5.1.1.De gebiedsinformatie van de Dienst bevat onder meer het kaartmateriaal van de netbeheerders die binnen het betreffende graafpolygoon hun netten hebben liggen. De wijze waarop dit kaartmateriaal door de netbeheerders moet worden verstrekt is uitgebreid beschreven in het BION en de RION. Zo bepaalt artikel 5 van het BION, dat de liggingsgegevens die deel uitmaken van de beheerdersinformatie, betrekking hebben op elk in de oriëntatiepolygoon of graafpolygoon gelegen net, en worden weergegeven door een tekening op een bij ministeriële regeling te bepalen schaalgrootte (artikel 5, eerste lid, BION). In de RION wordt nog gedetailleerder beschreven waar het kaartmateriaal van de beheerders aan moet voldoen.
Uitgangspunt van deze gedetailleerde voorschriften is, dat iedereen met dezelfde standaarden werkt en dat over de gegevens, die op de kaarten van de Dienst zijn weergegeven, geen misverstanden bestaan. De MvT, waar eiseres onder r.o. 4.1 naar verwijst, vermeldt dat de gegevens die door de netbeheerders worden verstrekt, dienen ter informatie voor de grondroerders, zodat de grondroerders zo uitgebreid mogelijk worden geïnformeerd over de ligging van de kabels en leidingen in het gebied waar de graafwerkzaamheden zullen worden verricht, de eventueel te nemen voorzorgsmaatregelen en de contactgegevens van de netbeheerders die deel uitmaken van de gebiedsinformatie. Deze gegevens zijn van essentieel belang om ten tijde van bijvoorbeeld een calamiteit of vragen over de verstrekte informatie, de juiste persoon bij de netbeheerder te kunnen bereiken.
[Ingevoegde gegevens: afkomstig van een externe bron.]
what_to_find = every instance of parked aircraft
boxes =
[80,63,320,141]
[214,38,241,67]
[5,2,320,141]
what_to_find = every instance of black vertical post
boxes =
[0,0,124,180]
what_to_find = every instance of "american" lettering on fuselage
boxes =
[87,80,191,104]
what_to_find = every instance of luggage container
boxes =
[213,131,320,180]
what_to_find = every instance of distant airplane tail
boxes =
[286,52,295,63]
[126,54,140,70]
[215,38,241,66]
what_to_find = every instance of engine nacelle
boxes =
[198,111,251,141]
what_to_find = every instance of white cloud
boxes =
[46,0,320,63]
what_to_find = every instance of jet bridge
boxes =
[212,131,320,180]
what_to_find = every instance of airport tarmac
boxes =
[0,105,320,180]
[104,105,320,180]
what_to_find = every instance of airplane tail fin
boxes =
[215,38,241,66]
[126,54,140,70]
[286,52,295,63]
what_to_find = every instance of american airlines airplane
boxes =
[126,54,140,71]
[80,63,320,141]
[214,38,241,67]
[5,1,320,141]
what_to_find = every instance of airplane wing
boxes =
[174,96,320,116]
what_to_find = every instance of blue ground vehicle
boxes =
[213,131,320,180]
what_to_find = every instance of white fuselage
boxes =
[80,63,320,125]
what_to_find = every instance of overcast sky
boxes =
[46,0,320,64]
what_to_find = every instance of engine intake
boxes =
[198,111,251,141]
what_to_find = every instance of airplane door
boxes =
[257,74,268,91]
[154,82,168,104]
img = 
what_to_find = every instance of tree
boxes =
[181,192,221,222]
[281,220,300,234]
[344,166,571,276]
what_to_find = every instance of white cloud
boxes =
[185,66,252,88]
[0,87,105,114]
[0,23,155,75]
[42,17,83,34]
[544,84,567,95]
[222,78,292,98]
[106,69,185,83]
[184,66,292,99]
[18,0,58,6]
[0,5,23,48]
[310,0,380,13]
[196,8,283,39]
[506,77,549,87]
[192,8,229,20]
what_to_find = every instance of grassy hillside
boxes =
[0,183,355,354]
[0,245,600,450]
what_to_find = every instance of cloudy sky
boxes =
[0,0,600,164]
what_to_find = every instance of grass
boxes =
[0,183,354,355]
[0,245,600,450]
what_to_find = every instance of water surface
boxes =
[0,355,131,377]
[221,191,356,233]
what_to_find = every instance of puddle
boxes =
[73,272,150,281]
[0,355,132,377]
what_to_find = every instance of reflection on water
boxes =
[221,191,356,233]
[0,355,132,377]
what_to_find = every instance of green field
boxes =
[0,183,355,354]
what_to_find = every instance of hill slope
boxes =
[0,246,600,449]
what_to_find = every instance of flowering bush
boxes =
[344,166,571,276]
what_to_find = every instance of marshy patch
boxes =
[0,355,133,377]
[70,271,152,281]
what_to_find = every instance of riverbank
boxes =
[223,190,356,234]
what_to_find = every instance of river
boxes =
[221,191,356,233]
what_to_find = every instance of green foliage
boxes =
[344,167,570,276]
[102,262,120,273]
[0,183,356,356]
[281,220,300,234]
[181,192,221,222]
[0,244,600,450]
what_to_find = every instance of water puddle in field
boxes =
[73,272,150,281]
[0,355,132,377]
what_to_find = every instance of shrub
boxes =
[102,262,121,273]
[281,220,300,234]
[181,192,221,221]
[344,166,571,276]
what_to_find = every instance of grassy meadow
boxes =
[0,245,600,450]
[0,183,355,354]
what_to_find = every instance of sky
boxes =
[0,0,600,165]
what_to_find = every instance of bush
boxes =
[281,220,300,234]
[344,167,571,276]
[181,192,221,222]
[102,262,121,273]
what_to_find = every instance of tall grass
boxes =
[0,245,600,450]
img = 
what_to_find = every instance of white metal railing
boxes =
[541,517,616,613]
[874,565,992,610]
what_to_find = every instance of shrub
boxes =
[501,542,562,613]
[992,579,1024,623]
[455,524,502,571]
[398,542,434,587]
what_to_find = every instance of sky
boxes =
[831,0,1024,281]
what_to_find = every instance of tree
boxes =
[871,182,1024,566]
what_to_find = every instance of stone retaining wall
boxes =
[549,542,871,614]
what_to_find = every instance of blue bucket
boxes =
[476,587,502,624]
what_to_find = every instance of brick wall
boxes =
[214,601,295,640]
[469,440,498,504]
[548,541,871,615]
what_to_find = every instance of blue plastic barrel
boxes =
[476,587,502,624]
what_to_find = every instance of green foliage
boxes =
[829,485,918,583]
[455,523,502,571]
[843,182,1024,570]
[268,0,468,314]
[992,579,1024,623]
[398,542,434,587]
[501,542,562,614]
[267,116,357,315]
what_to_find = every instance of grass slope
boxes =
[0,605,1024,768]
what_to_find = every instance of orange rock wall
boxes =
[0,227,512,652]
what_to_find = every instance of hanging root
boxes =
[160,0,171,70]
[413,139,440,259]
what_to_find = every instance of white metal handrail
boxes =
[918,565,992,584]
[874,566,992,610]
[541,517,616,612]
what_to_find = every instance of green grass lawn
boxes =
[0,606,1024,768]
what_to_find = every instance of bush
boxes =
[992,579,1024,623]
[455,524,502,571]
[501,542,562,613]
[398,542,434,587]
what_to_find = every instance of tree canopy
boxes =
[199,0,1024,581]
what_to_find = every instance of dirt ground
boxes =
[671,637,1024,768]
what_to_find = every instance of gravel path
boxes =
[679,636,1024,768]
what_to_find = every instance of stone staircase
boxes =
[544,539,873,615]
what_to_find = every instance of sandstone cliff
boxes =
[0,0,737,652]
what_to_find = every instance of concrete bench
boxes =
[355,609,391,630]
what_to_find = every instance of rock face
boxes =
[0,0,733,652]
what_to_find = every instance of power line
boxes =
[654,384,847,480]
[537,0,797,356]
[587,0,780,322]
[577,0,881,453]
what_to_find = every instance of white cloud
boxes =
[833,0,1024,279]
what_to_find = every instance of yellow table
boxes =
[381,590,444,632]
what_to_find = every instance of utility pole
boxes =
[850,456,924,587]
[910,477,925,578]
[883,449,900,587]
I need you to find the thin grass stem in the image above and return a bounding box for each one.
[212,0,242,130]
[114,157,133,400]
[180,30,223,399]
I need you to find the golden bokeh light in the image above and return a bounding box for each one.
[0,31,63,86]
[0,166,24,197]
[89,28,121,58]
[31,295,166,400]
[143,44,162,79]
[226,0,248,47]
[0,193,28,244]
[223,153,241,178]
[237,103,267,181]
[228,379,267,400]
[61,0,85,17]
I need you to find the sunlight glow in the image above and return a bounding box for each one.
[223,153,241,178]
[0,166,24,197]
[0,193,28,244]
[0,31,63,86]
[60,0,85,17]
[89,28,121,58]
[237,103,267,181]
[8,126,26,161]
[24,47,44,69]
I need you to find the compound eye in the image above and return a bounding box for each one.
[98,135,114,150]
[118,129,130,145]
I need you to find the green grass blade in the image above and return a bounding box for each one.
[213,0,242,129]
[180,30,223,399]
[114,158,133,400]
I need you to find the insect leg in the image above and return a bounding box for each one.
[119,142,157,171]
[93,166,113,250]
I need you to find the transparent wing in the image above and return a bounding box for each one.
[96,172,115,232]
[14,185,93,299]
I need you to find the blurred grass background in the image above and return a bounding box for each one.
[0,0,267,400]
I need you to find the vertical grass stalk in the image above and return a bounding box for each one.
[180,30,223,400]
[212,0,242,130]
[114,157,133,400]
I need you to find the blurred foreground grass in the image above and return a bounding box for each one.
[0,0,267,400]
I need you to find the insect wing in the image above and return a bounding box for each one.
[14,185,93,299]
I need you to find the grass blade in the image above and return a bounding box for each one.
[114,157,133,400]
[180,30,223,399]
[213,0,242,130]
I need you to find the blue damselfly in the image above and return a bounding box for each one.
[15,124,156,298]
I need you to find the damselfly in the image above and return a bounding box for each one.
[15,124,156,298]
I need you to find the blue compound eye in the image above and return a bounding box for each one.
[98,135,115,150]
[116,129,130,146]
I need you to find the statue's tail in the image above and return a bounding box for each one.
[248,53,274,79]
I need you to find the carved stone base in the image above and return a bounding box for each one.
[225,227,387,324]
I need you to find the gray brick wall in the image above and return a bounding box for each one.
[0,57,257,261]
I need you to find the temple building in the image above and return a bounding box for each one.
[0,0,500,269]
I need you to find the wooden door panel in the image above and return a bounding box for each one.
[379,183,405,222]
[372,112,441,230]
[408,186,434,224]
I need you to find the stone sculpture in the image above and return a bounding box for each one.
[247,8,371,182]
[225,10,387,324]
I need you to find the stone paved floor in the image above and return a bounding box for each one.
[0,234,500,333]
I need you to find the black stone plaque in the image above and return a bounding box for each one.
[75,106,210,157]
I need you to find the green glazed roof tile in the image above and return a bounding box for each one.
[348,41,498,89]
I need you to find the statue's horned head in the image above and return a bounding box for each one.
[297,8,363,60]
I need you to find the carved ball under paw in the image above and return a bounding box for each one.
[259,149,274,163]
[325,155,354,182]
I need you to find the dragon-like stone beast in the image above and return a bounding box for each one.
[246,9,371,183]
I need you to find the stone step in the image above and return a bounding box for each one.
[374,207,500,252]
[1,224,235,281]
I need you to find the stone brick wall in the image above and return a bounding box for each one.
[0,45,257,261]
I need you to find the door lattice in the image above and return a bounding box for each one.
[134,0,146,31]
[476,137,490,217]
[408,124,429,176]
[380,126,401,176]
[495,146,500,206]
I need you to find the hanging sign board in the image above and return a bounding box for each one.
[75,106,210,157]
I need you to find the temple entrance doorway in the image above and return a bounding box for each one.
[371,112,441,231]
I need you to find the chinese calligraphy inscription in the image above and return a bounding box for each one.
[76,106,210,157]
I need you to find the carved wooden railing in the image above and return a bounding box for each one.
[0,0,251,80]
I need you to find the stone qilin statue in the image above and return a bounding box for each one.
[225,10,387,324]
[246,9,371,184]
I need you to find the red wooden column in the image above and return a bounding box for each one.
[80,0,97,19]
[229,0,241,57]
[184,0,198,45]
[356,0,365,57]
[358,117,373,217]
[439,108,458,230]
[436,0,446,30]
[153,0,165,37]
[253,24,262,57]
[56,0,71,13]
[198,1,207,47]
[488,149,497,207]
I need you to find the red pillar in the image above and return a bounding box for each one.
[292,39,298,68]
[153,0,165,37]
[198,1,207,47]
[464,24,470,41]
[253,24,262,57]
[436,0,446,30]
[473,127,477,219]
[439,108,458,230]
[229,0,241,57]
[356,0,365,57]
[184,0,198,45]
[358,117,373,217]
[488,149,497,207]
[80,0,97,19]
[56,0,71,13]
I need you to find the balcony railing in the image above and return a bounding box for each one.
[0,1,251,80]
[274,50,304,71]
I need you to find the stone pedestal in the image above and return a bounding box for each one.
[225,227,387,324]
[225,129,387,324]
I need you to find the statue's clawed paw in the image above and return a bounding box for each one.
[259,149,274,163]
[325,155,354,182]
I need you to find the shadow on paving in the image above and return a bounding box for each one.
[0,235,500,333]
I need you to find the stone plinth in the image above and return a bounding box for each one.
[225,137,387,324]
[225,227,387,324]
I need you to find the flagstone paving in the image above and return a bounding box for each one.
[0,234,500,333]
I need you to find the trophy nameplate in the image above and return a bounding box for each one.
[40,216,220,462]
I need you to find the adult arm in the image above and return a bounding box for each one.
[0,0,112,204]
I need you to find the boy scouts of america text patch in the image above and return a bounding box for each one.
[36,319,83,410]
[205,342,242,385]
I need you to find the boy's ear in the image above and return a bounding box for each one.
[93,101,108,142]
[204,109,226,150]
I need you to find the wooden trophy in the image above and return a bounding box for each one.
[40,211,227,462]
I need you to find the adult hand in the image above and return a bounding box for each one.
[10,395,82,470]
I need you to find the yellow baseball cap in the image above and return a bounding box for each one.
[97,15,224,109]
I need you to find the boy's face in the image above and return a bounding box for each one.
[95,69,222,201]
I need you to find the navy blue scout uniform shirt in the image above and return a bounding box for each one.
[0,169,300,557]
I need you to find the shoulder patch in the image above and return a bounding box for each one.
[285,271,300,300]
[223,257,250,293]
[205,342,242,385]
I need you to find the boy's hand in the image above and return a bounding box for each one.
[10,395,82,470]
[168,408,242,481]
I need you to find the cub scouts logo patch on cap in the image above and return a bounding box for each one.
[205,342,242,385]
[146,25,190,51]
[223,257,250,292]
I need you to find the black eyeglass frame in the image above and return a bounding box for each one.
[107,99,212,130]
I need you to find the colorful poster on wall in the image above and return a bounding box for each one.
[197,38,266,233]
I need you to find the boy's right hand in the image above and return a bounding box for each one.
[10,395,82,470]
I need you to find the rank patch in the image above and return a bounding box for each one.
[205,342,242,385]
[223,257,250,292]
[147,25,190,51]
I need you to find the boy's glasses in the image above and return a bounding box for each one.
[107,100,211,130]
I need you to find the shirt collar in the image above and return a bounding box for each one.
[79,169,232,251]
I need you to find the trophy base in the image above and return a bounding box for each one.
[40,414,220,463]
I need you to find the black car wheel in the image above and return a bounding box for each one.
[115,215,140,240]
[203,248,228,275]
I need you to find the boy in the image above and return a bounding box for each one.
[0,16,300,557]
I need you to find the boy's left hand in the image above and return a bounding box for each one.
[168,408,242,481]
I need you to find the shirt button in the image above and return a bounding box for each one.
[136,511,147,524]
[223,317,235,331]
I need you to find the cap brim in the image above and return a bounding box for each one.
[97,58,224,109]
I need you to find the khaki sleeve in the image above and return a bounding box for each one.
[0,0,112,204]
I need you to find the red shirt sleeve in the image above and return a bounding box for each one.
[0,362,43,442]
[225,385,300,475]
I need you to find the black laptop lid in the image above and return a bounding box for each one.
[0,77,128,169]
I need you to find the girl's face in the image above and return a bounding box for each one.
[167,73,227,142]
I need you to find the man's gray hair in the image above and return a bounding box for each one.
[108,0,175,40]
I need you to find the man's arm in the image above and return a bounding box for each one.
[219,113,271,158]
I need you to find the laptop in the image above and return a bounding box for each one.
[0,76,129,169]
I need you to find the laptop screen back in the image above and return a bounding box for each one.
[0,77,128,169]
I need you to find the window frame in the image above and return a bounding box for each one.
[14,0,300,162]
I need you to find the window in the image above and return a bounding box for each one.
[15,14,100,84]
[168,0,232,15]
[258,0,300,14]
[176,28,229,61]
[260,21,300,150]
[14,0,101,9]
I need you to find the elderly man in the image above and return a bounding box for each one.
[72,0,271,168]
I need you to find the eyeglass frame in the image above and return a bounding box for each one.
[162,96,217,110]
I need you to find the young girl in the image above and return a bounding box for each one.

Mede gelet op de doelstelling van de WION (reduceren van graafschades) dient deze zorgvuldigheid en precisering van regels over het kaartmateriaal dat via de Dienst aan de grondroerder wordt verstrekt, dan ook een zeer belangrijk doel. De rechtbank is van oordeel dat het daarom van belang is dat deze authentieke gegevens, op deze wijze aanwezig zijn op de graaflocatie. Dat is ook exact wat de wetgever heeft beoogd met artikel 2, derde lid, aanhef en onder c, van de WION, namelijk dat de grondroerder er ten minste voor zorgt dat op de graaflocatie de van de Dienst ontvangen gebiedsinformatie aanwezig is. Een grondslag voor de stelling dat niet de originele authentieke gebiedsinformatie aanwezig hoeft te zijn, heeft eiseres naar het oordeel van de rechtbank niet gegeven. Evenmin volgt dat uit de wettekst en de overige regelgeving.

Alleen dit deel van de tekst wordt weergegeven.